While MFA is a strong security measure, it’s not foolproof. Attackers are increasingly finding ways to bypass or exploit MFA, making it essential to have behavioral detection in place as well.
Even with robust security mechanisms like MFA there are advanced techniques attackers can use like AitM phishing kits that bypass MFA, see this blog for a full threat story on how this is done and stopped by Darktrace. Similarly, the misuse of legitimate services such as Milanote for malicious purposes can help attackers evade traditional email security solutions by blurring the distinction between legitimate and malicious content.
This is why security tools based on anomaly detection are crucial for defending against such attacks. However, user awareness is equally important. Delays in processing can impact the speed of response, making it essential for users to be informed about these threats.
SaaS environments are attractive to cyber-criminals for a number of reasons.
1. High Concentration of Data: SaaS platforms often store vast amounts of sensitive corporate data, including customer information, financial records, and intellectual property, making them attractive targets.
2. Widespread Adoption: As more organizations move to cloud-based services for scalability and convenience, the attack surface expands. This widespread use increases the chances of misconfigurations or weak security practices.
3. User-Centric Access: SaaS applications are typically accessed via the internet using credentials, making them vulnerable to account takeover attacks, phishing, and credential stuffing.
4. Third-Party Dependencies: SaaS environments often integrate with other tools and services, creating complex ecosystems where a vulnerability in one component can compromise the entire system.

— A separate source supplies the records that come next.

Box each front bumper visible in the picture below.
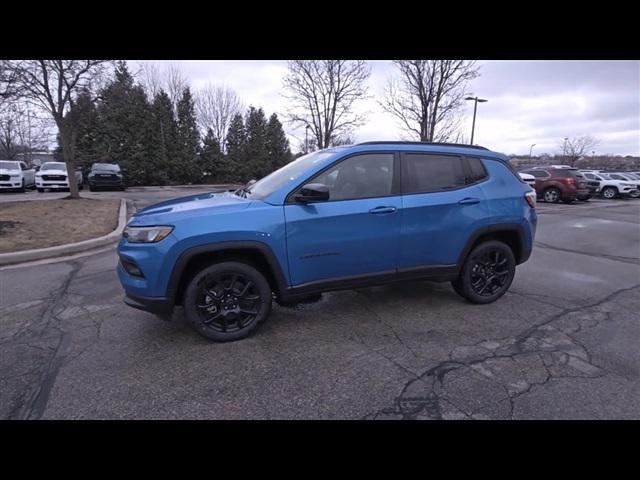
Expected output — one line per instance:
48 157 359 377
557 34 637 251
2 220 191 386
124 293 173 316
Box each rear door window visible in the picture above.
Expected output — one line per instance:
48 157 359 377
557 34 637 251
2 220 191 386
402 153 467 194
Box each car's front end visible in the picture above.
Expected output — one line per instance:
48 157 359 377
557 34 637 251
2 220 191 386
36 162 75 191
87 167 125 190
0 161 24 190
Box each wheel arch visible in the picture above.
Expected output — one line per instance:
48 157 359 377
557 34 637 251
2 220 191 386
167 241 287 304
458 223 531 269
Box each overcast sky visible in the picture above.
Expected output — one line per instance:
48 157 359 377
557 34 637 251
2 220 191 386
132 60 640 155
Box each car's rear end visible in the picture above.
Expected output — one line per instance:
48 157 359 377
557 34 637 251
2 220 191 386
549 168 590 201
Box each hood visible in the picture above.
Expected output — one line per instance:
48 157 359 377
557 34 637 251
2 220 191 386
129 192 251 225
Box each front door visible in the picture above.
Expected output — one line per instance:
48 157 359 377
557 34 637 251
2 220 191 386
284 153 402 286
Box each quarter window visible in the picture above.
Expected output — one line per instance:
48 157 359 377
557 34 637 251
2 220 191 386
466 157 487 185
307 153 393 200
402 153 466 194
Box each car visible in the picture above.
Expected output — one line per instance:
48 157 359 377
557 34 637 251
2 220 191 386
117 142 537 341
36 162 83 193
522 167 589 203
0 160 36 192
602 172 640 198
87 163 125 191
518 172 536 190
581 170 638 200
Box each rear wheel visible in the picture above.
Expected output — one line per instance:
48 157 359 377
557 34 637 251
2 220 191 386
451 240 516 303
184 262 272 342
602 187 618 200
543 188 562 203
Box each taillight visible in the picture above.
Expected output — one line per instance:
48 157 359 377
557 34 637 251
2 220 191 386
524 191 536 208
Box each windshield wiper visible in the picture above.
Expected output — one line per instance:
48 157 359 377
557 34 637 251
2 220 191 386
233 179 256 198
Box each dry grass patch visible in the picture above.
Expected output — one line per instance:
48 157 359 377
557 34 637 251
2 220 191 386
0 198 120 253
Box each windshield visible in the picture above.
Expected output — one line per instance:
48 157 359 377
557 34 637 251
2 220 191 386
40 162 67 170
91 163 120 172
247 150 335 199
0 162 20 170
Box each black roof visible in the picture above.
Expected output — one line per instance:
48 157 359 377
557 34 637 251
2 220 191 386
358 140 489 150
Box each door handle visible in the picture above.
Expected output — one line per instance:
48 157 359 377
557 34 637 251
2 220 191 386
369 207 396 215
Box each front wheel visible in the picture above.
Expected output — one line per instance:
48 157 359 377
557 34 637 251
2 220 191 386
602 187 618 200
184 262 272 342
451 240 516 303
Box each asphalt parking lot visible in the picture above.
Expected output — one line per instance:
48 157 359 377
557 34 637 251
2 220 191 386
0 188 640 419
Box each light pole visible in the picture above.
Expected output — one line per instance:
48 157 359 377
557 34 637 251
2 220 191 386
465 97 489 145
304 125 309 154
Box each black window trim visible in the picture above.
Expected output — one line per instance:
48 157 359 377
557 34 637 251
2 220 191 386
284 150 402 205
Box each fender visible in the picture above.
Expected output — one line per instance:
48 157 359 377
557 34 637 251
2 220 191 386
458 223 531 268
167 240 287 303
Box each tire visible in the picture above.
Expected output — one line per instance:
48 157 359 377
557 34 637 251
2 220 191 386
451 240 516 304
183 262 272 342
542 187 562 203
602 187 618 200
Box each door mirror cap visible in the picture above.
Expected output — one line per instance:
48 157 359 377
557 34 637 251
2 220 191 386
293 183 329 203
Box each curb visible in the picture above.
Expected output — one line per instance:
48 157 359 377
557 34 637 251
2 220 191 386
0 198 127 266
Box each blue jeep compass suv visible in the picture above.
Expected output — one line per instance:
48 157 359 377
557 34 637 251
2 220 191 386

5. Inconsistent Security Posture: Organizations may assume that security is fully handled by the SaaS provider, leading to gaps in user-side configurations, such as weak access controls or lack of multi-factor authentication (MFA).
Threat actors often compromise multiple accounts within the same organization, using one account to launch attacks (e.g. phishing) while keeping another dormant to maintain access and evade detection.
Once a SaaS account is compromised, attackers may:
• Alter email rules to hide their activities or misdirect communications.
• Access sensitive internal data or steal confidential information.
• Launch additional social engineering attacks to compromise more accounts or escalate privileges.
• Cause service disruptions or damage to the organization's reputation.
Detection relies on spotting unusual behaviors and login patterns that deviate from the norm:
• Unusual login locations: For example, logins from unexpected geographic locations or multiple locations simultaneously.
• Uncommon login devices or endpoints: Accessing the account from devices or network locations that are not typically used.
• Suspicious email activity: The creation of new email rules or suspicious outbound emails that were not initiated by the user.
Darktrace detects account takeovers with high confidence by stitching together unusual behavior that indicates a compromise, such as unusual login time and location, unusual inbox rule creation, and many more subtle signs of attack. It then takes autonomous action to lock the attacker out of the account and makes sure they stay out. Autonomous Response is highly configurable and can be set to human confirmation mode to avoid any unwanted responses.